The Ethics of Policing Algorithms
Police departments throughout the country are facing staffing shortages. There are a number of reasons for this: policing doesn’t pay well, the baby boomer generation is retiring and subsequent generations have reproduced less, and recent occurrences of excessive use of force by police have made the police force in general unpopular with many people. Plenty of people simply don’t view it as a viable career choice. In response to shortages, and as a general strategy to save money, many police departments throughout the country have begun relying on algorithms to help them direct their efforts. This practice has been very controversial.
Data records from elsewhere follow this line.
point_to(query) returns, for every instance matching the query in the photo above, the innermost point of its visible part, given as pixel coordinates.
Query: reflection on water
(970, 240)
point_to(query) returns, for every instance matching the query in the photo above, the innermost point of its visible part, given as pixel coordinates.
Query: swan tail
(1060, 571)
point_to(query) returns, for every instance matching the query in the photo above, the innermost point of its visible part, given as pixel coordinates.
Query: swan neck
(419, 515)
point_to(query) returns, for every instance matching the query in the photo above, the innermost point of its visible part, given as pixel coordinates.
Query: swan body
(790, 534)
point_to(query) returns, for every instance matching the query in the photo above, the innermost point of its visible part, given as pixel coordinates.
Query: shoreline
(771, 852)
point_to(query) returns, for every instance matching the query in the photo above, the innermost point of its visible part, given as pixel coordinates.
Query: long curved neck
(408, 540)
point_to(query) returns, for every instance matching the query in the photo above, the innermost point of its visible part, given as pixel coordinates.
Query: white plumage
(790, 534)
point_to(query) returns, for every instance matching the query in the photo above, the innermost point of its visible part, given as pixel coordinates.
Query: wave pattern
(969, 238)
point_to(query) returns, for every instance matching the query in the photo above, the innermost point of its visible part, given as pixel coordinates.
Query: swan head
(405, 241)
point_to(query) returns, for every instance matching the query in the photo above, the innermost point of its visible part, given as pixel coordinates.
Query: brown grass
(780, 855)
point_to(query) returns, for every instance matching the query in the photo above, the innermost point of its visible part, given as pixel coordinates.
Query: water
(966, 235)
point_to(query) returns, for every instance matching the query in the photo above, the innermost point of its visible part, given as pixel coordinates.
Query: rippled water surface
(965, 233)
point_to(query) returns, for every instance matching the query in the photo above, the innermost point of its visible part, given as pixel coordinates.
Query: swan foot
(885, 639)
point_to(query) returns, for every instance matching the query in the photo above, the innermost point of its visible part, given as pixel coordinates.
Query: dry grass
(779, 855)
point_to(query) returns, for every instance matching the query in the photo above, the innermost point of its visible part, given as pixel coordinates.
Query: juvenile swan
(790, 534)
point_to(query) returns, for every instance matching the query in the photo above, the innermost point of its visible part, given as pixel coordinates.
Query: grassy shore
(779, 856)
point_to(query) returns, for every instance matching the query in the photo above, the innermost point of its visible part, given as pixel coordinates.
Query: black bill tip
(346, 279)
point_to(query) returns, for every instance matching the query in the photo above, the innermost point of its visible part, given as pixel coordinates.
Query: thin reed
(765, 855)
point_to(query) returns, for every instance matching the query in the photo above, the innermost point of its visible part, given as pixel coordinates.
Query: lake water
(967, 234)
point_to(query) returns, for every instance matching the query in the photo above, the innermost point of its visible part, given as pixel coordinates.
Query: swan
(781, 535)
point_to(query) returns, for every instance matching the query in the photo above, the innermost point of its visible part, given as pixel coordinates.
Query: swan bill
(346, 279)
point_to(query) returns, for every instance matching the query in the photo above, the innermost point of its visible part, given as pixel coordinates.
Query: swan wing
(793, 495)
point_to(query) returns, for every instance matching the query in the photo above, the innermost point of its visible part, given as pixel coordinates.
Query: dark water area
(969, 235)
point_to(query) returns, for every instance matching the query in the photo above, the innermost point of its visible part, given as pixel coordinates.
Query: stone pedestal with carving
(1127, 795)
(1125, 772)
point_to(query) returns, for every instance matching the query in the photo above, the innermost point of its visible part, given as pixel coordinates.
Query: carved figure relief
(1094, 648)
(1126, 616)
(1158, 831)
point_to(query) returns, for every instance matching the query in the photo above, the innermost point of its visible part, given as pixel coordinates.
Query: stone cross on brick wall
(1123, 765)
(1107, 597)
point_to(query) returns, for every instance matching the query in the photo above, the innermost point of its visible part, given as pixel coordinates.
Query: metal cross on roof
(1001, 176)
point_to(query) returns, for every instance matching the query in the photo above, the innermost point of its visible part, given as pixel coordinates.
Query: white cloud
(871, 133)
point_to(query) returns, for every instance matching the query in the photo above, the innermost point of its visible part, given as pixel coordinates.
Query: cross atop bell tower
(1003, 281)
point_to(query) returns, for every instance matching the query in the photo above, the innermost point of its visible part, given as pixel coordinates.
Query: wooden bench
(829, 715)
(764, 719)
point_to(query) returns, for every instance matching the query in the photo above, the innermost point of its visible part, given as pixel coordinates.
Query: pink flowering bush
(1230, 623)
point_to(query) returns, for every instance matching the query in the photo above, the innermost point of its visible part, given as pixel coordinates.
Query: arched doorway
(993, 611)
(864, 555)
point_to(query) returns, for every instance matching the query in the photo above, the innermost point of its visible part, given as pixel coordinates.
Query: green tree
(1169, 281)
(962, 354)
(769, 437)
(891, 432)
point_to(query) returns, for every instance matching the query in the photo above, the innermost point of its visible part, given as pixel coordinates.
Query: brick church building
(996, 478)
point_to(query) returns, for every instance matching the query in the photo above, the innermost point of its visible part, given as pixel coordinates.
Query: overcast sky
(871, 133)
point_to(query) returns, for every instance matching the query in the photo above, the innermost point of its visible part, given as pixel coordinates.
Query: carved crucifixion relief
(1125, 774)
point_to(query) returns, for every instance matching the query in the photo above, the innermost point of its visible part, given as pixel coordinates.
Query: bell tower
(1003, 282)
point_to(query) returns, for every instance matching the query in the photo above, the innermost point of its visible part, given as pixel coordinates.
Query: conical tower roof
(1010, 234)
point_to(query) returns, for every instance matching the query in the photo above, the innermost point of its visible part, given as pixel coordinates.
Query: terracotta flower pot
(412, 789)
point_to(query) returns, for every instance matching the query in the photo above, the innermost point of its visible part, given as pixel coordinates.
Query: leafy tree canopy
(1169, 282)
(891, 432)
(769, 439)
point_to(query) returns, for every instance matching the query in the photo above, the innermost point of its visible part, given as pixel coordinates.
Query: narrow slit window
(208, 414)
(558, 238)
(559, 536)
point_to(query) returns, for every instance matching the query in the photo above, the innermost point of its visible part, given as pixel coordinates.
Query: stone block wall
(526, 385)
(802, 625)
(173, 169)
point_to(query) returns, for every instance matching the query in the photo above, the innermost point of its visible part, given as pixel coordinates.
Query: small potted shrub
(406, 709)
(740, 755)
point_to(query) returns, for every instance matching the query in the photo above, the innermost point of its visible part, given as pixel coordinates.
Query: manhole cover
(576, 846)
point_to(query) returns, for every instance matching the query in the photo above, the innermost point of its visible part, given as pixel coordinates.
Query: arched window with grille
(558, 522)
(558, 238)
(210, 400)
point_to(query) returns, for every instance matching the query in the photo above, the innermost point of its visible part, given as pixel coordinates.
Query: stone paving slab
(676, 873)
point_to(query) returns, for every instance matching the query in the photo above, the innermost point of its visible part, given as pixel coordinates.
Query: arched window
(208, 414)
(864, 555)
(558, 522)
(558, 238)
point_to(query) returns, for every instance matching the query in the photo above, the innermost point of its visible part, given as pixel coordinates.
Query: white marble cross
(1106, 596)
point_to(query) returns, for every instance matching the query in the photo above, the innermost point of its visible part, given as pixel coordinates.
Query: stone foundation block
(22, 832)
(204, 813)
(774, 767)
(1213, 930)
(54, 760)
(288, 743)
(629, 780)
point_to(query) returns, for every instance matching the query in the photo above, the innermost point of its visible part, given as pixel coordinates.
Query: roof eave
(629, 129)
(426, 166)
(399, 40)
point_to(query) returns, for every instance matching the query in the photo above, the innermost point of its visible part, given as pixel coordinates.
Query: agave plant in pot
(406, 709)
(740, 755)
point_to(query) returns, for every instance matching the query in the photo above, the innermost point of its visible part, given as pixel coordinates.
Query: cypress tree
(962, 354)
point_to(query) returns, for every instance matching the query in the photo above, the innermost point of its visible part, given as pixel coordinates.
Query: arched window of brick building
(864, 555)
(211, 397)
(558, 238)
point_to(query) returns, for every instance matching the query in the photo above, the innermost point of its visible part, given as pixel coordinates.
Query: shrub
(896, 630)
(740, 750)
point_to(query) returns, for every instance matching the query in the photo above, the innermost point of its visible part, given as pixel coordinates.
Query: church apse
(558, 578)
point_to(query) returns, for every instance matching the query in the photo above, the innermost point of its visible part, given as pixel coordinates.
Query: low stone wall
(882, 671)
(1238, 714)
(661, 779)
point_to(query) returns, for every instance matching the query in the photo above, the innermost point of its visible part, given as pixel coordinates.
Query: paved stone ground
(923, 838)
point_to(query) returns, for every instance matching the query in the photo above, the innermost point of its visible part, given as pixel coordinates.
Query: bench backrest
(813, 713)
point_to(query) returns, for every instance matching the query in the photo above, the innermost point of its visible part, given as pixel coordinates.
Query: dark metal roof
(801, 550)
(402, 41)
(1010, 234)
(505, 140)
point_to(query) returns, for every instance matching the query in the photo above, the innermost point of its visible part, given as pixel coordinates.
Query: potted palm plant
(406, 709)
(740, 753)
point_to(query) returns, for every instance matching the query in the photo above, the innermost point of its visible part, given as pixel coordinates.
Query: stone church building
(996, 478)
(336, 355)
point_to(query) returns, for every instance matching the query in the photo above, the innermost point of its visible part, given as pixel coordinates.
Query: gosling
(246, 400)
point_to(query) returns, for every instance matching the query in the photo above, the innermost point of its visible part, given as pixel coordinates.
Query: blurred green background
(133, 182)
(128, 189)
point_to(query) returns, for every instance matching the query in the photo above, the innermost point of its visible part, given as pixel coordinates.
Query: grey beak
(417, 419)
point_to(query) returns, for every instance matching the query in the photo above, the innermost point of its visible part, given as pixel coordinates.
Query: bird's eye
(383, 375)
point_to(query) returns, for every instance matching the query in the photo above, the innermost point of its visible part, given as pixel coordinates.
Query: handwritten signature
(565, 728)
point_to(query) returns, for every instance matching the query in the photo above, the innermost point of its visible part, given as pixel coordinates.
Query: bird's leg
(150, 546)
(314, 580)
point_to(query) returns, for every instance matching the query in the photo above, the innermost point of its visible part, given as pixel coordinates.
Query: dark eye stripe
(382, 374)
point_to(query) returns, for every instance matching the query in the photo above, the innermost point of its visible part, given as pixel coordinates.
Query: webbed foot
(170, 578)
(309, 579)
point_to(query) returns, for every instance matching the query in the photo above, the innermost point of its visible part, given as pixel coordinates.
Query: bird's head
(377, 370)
The intention behind policing algorithms is to focus the attention of law enforcement in the right direction. To do this, they take historical information into account. They look at the locations in which the most crime has occurred in the past. As new crimes occur, they are added to the database; the algorithm learns from the new data and adjusts accordingly. These data points include details like the time of year that crimes occurred. Police departments can then plan staffing coverage in a way that is consistent with this data.
Proponents of policing algorithms argue that they make the best use of taxpayer resources; they direct funds in very efficient ways. Police don’t waste time in areas where crime is not likely to take place. If this is the case, departments don’t need to hire officers to perpetually cover areas where crime historically does not happen.
There are, however, many objections to the use of such algorithms. The first is that they reinforce racial bias. The algorithms make use of historical data, and police officers have, historically, aggressively policed minority neighborhoods. In light of the history of interactions in these areas, police officers may be more likely to deal with members of these communities more severely than members of other communities for the same offenses. Despite comprising only 13% of the population, African Americans comprise 27% of all arrests in the United States. These populations are twice as likely to be arrested than are their white counterparts. This is unsurprising if policing algorithms direct police officers to focus their attention on communities of color because this is where they always focus their attention. If two young people are in possession of marijuana, for example, a young person of color is more likely to be arrested than a young white person is if the police are omnipresent in a community of color while they aren’t present at all in an affluent white community. This will serve to reinforce the idea that different standards apply to different racial and socioeconomic groups. For example, all races commit drug-related crimes in roughly equal numbers, but African Americans are far more likely to be arrested and sentenced harshly than are white people.
In addition, some are concerned that while police are busy over-policing communities of color, other communities in which crime is occurring will be under-protected. When emergencies happen in these communities, there will be longer response times. This can often make the difference between life and death.
Many argue that policing algorithms are just another example of an institution attempting to provide quick, band-aid fixes for problems that require deeper, more systemic change. If people are no longer choosing to pursue law enforcement careers, that problem needs to be resolved head-on. If people aren’t choosing to pursue careers in law enforcement because such a job has a bad reputation for excessive force, then that is just one among many reasons to stop police officers from using disproportionate force. There are many ways to do this: police could be required to wear body cameras that are required to be on at all times while officers are responding to calls. Officers could be required to go through more training, including sessions that emphasize anger management and anti-racism. Some police departments throughout the country have become notorious for hiding information regarding police misconduct from the public. Such departments in general could clean up the reputation of the profession by being perfectly transparent about officer behavior and dealing with such offending officers immediately rather than waiting to take action in response to public pressure.
Further, instead of focusing algorithms on locations for potential policing, our communities could focus the same resources on locations for potential crime prevention. The root causes of crimes are not mysteries to us. Poverty and general economic uncertainty reliably predict crime. If we commit resources to providing social services to these communities, we can potentially stop crime before it ever happens. The United States incarcerates both more people per capita and total people overall than any other country in the world. Incarceration is bad for many reasons, it stunts the growth and prevention of incarcerated individuals, getting in the way of flourishing and achieving their full potential. It also costs taxpayers money. If we have a choice as taxpayers between spending money on crime prevention and spending money on incarceration of criminals after crimes have already taken place, many would argue that the choice is obvious.